The Spectrum of Epidermolysis Bullosa in KwaZulu-Natal, South Africa.

Abstract

Background: Epidermolysis bullosa (EB) is a rare, heterogeneous genodermatosis characterized by skin fragility due to inherited defects in genes encoding proteins that maintain epidermal-dermal integrity. The severity and complications of EB vary by subtype, and no cure currently exists. The epidemiology is unknown in South Africa.

Methods: This prospective observational study in KwaZulu-Natal correlated African Zulu EB patients' phenotypic features with genotypic and histological findings. Whole-exome sequencing, electron microscopy, and immunofluorescence mapping were used to identify EB subtypes.

Results: Fourteen of the 15 patients recruited initially were confirmed to have EB, while one was excluded due to poor clinicopathological-genetic correlation. Junctional EB (JEB) was identified in 11 patients, with 10 cases linked to a recurrent homozygous pathogenic variant in LAMB3, causing severe JEB, and one to ITGA3 with an unusual variant of interstitial lung disease, nephrotic syndrome, and EB (ILNEB). Two patients had autosomal dominant EB simplex, both with heterozygous KRT14 variants, and one had dominant dystrophic EB associated with a heterozygous COL7A1 variant. Eleven patients presented during the neonatal period, with a mean survival of four weeks, highlighting a high mortality rate, especially in the severe JEB cases. The cohort exhibited a balanced sex distribution, with no clear cases of consanguinity observed.
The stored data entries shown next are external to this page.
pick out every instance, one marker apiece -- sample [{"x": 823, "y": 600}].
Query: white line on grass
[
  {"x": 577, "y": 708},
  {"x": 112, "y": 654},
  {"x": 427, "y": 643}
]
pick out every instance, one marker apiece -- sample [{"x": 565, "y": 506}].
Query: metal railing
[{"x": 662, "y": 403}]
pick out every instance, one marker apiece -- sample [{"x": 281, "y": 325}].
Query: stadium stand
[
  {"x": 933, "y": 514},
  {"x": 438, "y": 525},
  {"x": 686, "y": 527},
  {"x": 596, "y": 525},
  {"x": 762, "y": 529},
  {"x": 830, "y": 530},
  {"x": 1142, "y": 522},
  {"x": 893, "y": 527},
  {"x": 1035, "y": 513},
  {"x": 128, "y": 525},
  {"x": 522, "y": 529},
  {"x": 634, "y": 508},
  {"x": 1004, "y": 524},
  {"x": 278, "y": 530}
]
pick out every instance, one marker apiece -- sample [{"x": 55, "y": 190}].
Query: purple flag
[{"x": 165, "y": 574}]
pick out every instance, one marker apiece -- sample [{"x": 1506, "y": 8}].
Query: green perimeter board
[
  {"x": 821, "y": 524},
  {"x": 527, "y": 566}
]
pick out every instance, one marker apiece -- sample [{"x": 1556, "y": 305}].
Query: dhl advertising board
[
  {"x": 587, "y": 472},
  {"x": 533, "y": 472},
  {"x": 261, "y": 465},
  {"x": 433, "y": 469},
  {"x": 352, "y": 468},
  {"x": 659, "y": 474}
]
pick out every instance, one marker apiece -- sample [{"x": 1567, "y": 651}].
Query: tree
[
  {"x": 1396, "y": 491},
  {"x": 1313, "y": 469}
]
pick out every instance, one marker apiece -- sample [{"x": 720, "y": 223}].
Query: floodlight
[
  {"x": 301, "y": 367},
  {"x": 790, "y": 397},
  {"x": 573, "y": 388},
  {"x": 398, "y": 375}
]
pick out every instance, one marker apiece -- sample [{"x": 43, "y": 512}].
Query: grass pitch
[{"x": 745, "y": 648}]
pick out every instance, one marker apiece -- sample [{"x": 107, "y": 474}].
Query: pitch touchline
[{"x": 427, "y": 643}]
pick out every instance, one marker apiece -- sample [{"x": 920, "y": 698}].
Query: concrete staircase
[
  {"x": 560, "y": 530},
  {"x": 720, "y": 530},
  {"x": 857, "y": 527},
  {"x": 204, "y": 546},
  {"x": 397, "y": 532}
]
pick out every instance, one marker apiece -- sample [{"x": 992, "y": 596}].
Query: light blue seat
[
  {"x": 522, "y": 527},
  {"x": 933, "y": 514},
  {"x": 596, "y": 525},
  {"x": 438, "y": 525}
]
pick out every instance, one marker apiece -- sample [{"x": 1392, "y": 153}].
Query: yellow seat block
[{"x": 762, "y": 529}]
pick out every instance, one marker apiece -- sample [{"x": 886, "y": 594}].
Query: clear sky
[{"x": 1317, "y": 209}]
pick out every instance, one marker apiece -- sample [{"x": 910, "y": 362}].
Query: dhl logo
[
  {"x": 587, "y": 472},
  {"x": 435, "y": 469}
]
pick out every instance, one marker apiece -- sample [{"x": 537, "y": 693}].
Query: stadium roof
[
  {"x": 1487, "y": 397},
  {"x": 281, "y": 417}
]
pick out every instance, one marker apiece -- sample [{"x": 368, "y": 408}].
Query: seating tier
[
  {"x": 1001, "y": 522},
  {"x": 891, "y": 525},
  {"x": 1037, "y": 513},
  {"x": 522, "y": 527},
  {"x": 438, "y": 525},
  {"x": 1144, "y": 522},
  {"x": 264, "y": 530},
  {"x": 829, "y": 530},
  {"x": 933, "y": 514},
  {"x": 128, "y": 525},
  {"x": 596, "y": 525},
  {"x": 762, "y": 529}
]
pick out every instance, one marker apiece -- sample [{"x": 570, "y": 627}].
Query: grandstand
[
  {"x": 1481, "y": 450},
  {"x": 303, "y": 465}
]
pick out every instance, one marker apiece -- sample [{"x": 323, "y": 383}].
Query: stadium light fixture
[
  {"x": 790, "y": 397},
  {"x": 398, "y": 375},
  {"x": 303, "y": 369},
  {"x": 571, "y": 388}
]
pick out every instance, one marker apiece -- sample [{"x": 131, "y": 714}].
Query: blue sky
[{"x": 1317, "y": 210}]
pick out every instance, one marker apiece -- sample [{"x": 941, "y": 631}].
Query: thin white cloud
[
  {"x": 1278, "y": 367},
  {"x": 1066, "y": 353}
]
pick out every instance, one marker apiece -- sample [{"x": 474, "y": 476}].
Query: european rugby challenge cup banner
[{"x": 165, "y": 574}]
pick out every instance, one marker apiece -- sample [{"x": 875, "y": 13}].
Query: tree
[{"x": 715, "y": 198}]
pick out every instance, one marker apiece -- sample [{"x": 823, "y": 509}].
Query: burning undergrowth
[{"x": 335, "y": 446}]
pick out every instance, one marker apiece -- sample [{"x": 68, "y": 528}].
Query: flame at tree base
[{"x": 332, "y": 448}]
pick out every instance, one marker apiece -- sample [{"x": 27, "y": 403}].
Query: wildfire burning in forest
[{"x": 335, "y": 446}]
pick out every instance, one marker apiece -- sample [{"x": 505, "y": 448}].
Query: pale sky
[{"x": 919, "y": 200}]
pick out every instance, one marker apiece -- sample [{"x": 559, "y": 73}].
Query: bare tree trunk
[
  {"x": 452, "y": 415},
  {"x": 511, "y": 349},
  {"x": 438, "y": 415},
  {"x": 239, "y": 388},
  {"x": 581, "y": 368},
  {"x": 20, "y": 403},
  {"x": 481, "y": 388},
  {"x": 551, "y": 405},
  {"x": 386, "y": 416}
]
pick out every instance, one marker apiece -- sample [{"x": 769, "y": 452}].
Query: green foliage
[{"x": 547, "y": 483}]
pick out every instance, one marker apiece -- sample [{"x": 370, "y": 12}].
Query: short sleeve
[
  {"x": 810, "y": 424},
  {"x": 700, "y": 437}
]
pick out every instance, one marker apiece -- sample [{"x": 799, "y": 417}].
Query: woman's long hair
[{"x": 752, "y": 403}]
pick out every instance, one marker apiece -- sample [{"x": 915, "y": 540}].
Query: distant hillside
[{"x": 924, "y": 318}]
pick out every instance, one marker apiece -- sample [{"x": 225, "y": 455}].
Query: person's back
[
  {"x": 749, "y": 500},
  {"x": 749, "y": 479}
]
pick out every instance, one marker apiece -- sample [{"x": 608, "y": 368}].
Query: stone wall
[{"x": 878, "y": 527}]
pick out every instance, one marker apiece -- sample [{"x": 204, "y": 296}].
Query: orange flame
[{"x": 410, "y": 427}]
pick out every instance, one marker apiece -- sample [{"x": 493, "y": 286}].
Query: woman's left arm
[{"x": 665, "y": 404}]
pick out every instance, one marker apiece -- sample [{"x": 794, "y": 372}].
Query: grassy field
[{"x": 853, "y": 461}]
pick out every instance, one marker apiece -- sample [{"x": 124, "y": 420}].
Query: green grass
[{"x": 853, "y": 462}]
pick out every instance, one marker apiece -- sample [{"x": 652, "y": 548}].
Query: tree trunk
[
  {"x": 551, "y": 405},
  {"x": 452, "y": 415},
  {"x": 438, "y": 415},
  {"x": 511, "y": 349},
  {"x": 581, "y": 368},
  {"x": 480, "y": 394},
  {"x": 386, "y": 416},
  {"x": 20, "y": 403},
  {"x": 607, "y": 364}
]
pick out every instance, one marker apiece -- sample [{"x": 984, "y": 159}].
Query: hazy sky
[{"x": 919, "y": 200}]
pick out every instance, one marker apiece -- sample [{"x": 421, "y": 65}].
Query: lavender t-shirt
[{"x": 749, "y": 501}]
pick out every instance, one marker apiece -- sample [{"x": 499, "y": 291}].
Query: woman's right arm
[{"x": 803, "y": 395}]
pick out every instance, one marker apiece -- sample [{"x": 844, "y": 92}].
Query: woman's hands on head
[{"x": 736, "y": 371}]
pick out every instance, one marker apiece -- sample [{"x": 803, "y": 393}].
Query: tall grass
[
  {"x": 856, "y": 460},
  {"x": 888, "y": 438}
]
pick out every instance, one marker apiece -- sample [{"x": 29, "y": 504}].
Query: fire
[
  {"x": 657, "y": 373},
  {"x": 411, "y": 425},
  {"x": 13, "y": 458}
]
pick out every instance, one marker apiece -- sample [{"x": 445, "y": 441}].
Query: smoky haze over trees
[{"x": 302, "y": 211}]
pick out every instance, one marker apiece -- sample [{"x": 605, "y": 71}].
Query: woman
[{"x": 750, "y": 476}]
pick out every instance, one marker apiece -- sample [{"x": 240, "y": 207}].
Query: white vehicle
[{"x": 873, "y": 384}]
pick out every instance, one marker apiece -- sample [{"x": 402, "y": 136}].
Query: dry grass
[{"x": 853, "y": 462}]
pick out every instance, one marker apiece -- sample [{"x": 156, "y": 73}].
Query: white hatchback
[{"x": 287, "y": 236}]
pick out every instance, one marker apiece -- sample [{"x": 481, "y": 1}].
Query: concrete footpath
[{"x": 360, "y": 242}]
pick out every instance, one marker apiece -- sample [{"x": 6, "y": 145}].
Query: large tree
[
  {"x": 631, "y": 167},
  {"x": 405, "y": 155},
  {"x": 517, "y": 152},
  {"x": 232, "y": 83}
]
Conclusion: JEB, with a recurrent pathogenic variant in LAMB3, emerged as the predominant subtype among African Zulu patients, underscoring the critical need for early diagnosis and tailored management strategies in resource-limited settings. Integrating clinicopathological and genetic data is essential for accurate diagnosis and prognosis, emphasizing the importance of advanced diagnostic tools in improving outcomes for EB patients in South Africa.